Fondamentali, poi, sono le proteine, che sono indispensabili per costruire e riparare i tessuti, e devono comporre il 12-15% della dieta giornaliera.

Le proteine possono essere al centro della colazione mattutina: yogurt, muesli e frutta secca sono ideali per chi fa sport. Mentre sia a pranzo, che a cena, lo sportivo può, e dovrebbe, assumerle mangiando carne bianca o rossa, in quantità moderata, e con zuppe o insalate di cereali.

Non dimentichiamo infine l’acqua: chi fa sport espelle molti sali minerali attraverso il sudore, e ha la necessità di reintegrarli. Quindi, è importante bere almeno 1,5 litri di acqua al giorno, e comunque in quantità proporzionale a quanta ne viene persa.

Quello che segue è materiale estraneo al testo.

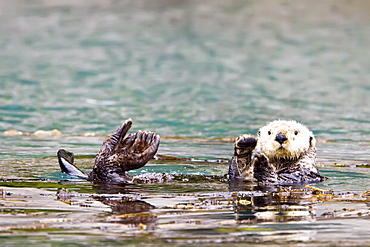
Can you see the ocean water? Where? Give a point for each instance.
(193, 72)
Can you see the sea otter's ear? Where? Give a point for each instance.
(312, 141)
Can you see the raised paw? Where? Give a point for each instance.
(246, 141)
(244, 145)
(260, 159)
(264, 172)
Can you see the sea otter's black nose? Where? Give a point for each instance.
(280, 138)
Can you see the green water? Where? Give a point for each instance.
(198, 70)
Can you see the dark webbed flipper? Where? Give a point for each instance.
(121, 153)
(66, 160)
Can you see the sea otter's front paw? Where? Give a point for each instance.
(264, 172)
(244, 145)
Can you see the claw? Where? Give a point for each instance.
(121, 133)
(66, 159)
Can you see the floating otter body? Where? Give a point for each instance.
(284, 154)
(119, 154)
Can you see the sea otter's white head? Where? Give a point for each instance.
(285, 140)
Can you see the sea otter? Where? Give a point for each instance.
(284, 154)
(119, 154)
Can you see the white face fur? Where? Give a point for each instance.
(294, 140)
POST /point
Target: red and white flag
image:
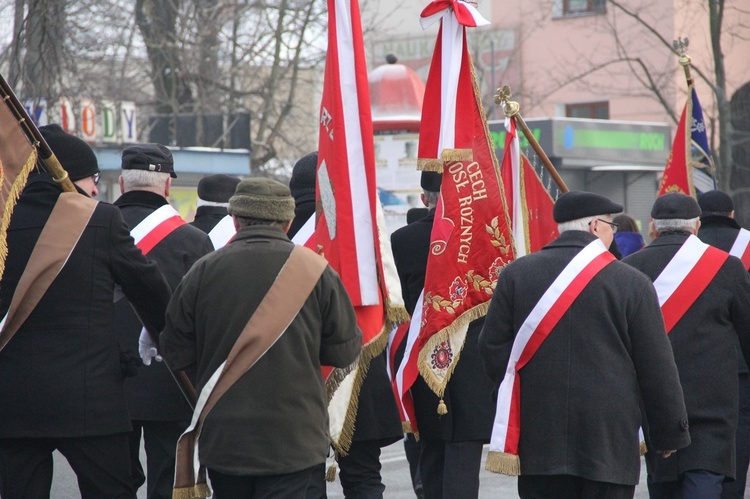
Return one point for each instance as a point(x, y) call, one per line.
point(529, 203)
point(347, 231)
point(470, 241)
point(448, 98)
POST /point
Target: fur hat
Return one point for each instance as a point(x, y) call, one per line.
point(715, 202)
point(217, 188)
point(303, 175)
point(580, 204)
point(262, 198)
point(675, 206)
point(74, 154)
point(150, 157)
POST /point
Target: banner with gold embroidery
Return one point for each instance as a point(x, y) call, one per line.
point(471, 243)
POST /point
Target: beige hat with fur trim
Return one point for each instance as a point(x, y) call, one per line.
point(263, 199)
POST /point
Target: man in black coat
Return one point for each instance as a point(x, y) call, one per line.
point(377, 424)
point(158, 410)
point(580, 391)
point(703, 340)
point(63, 370)
point(719, 229)
point(450, 445)
point(214, 192)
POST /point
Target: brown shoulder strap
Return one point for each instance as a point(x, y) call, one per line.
point(278, 308)
point(59, 236)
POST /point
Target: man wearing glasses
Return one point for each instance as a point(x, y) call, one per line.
point(705, 301)
point(576, 341)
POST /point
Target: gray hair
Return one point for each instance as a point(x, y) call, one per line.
point(431, 197)
point(577, 224)
point(675, 224)
point(143, 179)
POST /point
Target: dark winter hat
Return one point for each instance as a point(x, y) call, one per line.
point(675, 206)
point(74, 155)
point(262, 198)
point(217, 188)
point(580, 204)
point(431, 181)
point(303, 175)
point(715, 202)
point(150, 157)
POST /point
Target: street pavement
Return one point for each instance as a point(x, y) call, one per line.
point(395, 476)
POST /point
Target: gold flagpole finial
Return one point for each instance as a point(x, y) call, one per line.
point(680, 47)
point(502, 97)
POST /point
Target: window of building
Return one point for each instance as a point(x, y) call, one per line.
point(595, 110)
point(579, 7)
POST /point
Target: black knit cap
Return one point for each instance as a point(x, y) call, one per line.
point(675, 206)
point(217, 188)
point(431, 181)
point(581, 204)
point(74, 154)
point(303, 175)
point(149, 157)
point(715, 202)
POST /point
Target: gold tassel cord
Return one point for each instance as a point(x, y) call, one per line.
point(370, 351)
point(503, 463)
point(198, 491)
point(452, 155)
point(436, 385)
point(430, 165)
point(331, 473)
point(10, 202)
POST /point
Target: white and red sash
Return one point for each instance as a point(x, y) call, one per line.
point(222, 232)
point(554, 303)
point(741, 247)
point(685, 277)
point(154, 228)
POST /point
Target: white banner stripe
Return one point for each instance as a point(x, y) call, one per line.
point(411, 338)
point(222, 232)
point(678, 268)
point(152, 221)
point(519, 227)
point(358, 185)
point(305, 232)
point(740, 244)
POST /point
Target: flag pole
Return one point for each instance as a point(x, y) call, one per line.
point(50, 160)
point(680, 46)
point(511, 108)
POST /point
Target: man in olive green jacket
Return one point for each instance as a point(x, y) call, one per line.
point(268, 432)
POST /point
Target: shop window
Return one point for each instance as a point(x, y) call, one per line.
point(594, 110)
point(583, 7)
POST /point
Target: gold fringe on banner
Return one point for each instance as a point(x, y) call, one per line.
point(369, 352)
point(435, 384)
point(430, 165)
point(198, 491)
point(15, 191)
point(331, 473)
point(452, 155)
point(503, 463)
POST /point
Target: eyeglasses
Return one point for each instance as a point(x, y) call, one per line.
point(611, 224)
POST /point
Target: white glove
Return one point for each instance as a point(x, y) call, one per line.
point(147, 348)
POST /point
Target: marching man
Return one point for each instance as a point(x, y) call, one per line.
point(577, 339)
point(704, 295)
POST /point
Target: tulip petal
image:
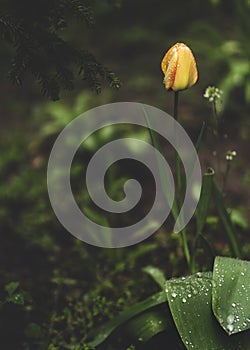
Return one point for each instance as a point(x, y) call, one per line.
point(179, 68)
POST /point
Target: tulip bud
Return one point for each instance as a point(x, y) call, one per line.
point(179, 68)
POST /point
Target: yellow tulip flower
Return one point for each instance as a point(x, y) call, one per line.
point(179, 68)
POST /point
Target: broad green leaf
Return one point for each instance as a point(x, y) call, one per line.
point(202, 208)
point(190, 302)
point(126, 315)
point(156, 274)
point(231, 294)
point(226, 221)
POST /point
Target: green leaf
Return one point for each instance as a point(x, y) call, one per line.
point(190, 302)
point(226, 221)
point(148, 324)
point(231, 294)
point(156, 274)
point(124, 316)
point(202, 208)
point(11, 288)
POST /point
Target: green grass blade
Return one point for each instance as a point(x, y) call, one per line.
point(165, 183)
point(126, 315)
point(226, 221)
point(203, 205)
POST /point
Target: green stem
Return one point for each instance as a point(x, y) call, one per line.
point(179, 187)
point(177, 158)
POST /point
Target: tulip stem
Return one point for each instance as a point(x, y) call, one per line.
point(177, 158)
point(179, 185)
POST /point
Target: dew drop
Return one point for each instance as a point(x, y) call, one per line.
point(230, 319)
point(230, 327)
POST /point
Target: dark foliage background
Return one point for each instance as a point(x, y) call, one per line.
point(72, 49)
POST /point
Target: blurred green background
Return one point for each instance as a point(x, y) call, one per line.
point(67, 288)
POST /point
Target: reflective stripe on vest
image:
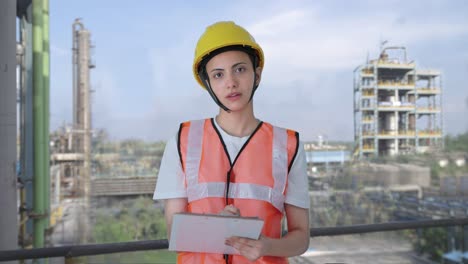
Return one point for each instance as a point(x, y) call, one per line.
point(196, 190)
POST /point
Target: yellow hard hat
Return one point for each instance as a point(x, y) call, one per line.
point(220, 35)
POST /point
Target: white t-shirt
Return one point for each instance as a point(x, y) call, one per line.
point(170, 182)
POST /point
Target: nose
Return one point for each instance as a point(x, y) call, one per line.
point(231, 81)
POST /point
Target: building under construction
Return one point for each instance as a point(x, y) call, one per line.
point(397, 107)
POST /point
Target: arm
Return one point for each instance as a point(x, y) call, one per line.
point(294, 243)
point(171, 207)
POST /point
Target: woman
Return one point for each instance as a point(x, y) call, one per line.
point(234, 163)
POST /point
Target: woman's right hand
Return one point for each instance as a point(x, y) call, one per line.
point(230, 210)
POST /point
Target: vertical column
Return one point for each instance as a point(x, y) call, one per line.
point(8, 203)
point(39, 210)
point(46, 83)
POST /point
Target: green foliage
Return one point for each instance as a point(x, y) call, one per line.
point(131, 221)
point(137, 221)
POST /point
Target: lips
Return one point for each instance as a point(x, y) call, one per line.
point(233, 96)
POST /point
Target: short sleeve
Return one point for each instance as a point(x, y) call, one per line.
point(297, 191)
point(170, 180)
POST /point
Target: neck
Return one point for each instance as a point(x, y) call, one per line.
point(238, 124)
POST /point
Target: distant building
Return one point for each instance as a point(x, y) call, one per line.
point(322, 157)
point(397, 107)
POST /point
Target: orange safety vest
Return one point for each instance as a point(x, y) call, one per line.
point(256, 181)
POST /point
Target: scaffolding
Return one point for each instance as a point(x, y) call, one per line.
point(397, 107)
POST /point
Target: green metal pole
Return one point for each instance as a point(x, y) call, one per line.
point(46, 76)
point(38, 112)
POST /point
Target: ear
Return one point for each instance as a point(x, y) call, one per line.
point(258, 74)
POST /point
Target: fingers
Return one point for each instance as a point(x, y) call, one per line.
point(230, 210)
point(249, 248)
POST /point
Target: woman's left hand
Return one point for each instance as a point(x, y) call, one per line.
point(250, 248)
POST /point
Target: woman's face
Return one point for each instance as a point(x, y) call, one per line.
point(231, 77)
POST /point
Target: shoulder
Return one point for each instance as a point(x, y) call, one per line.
point(289, 131)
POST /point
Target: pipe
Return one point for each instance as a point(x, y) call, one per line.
point(46, 99)
point(39, 210)
point(8, 181)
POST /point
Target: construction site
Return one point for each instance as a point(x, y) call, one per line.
point(65, 178)
point(397, 106)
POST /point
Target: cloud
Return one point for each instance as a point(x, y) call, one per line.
point(58, 51)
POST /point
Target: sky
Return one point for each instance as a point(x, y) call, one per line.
point(143, 86)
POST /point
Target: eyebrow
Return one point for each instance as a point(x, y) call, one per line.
point(233, 66)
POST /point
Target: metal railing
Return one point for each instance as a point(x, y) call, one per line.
point(108, 248)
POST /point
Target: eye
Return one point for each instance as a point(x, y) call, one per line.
point(240, 69)
point(217, 75)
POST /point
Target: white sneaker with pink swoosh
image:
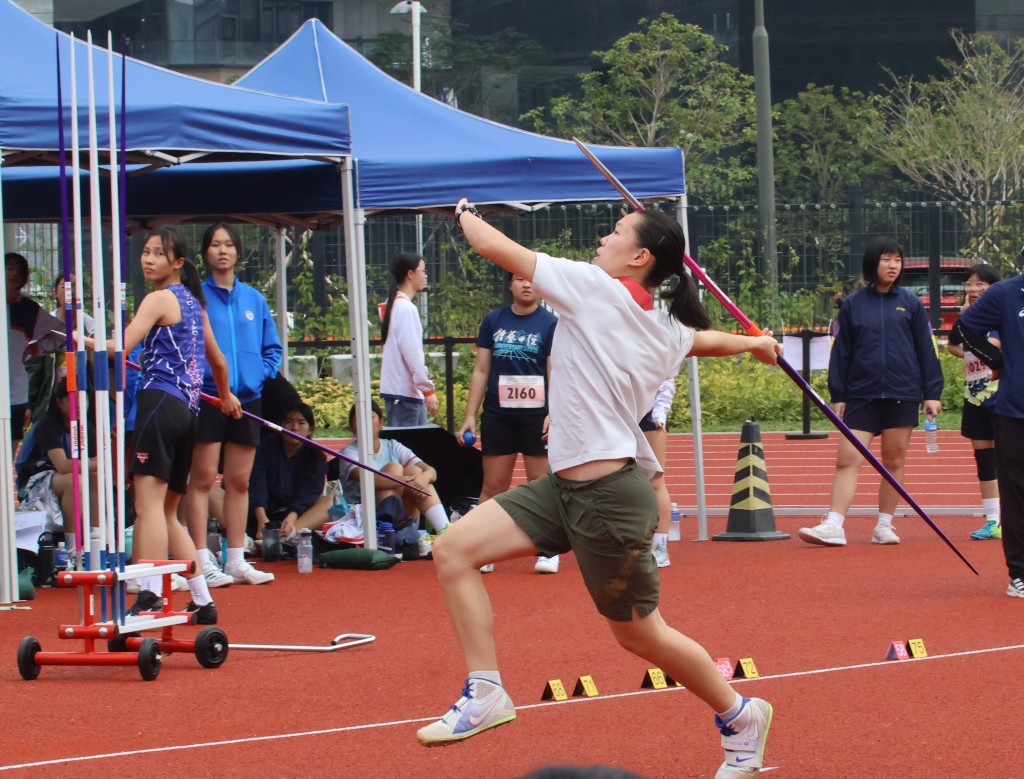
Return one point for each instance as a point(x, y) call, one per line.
point(482, 705)
point(743, 739)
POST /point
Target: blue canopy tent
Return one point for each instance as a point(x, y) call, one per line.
point(171, 119)
point(414, 152)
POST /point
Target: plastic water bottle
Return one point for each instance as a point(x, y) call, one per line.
point(931, 434)
point(60, 557)
point(304, 551)
point(213, 537)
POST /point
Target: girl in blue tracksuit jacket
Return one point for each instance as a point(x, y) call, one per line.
point(883, 364)
point(248, 336)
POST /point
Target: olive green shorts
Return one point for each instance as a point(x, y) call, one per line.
point(608, 523)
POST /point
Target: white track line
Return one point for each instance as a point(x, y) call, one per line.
point(393, 723)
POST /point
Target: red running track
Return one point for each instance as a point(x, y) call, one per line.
point(817, 621)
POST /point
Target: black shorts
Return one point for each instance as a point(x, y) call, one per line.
point(876, 416)
point(978, 422)
point(163, 439)
point(217, 427)
point(506, 434)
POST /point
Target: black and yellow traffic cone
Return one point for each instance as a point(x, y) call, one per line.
point(751, 515)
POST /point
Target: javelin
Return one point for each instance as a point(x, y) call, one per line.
point(753, 330)
point(310, 441)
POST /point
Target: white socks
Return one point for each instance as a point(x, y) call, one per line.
point(991, 508)
point(437, 517)
point(200, 591)
point(731, 712)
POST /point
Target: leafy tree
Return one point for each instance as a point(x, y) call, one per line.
point(457, 63)
point(666, 85)
point(962, 137)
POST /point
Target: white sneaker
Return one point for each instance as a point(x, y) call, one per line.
point(660, 553)
point(482, 705)
point(214, 576)
point(546, 564)
point(743, 739)
point(245, 573)
point(885, 534)
point(825, 534)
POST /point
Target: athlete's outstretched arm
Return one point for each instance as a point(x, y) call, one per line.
point(495, 245)
point(713, 343)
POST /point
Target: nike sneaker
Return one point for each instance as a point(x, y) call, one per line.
point(825, 534)
point(482, 705)
point(884, 534)
point(992, 529)
point(743, 739)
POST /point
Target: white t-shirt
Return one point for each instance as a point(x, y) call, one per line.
point(390, 451)
point(608, 358)
point(402, 368)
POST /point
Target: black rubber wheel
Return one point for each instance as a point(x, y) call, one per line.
point(211, 647)
point(27, 657)
point(148, 659)
point(120, 643)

I minerali e le vitamine contenuti in frutta e verdura sono irrinunciabili per chiunque, a maggior ragione per chi pratica attività sportiva: gli ortaggi dovrebbero essere presenti in ogni pranzo e in ogni cena, mentre la frutta deve essere lo spuntino di metà mattina e metà pomeriggio in ogni stagione dell’anno.

Per una corretta alimentazione, vanno poi distinti i soggetti che praticano sport anaerobici, caratterizzati da sforzi brevi ma intensi, da coloro che praticano sport di resistenza.

Per i primi è indispensabile l’assunzione dei carboidrati, che costituiscono il nutrimento ideale per l’allenamento dei muscoli. Lo sportivo di resistenza, invece, deve assumere alimenti che gli consentano l’accumulo massimo di scorte di glicogeno.

Quando deve mangiare lo sportivo

Non è importante solo cosa si mangia, ma anche quando: lo sportivo dovrebbe nutrirsi almeno tre ore prima dell’allenamento, reintegrando i liquidi al termine dell’attività.

Sempre a sport terminato, è bene riprendere gli zuccheri persi mangiando frutta, ed è indispensabile bere durante tutto l’arco della giornata, non solo a ridosso dell’attività.

Anche per lo sportivo vale il detto ‘pranzo da re, cena da povero’: meglio abbondare con la colazione e il pranzo di mezzogiorno, e stare decisamente leggeri e moderati la sera, cenando almeno due ore prima di coricarsi.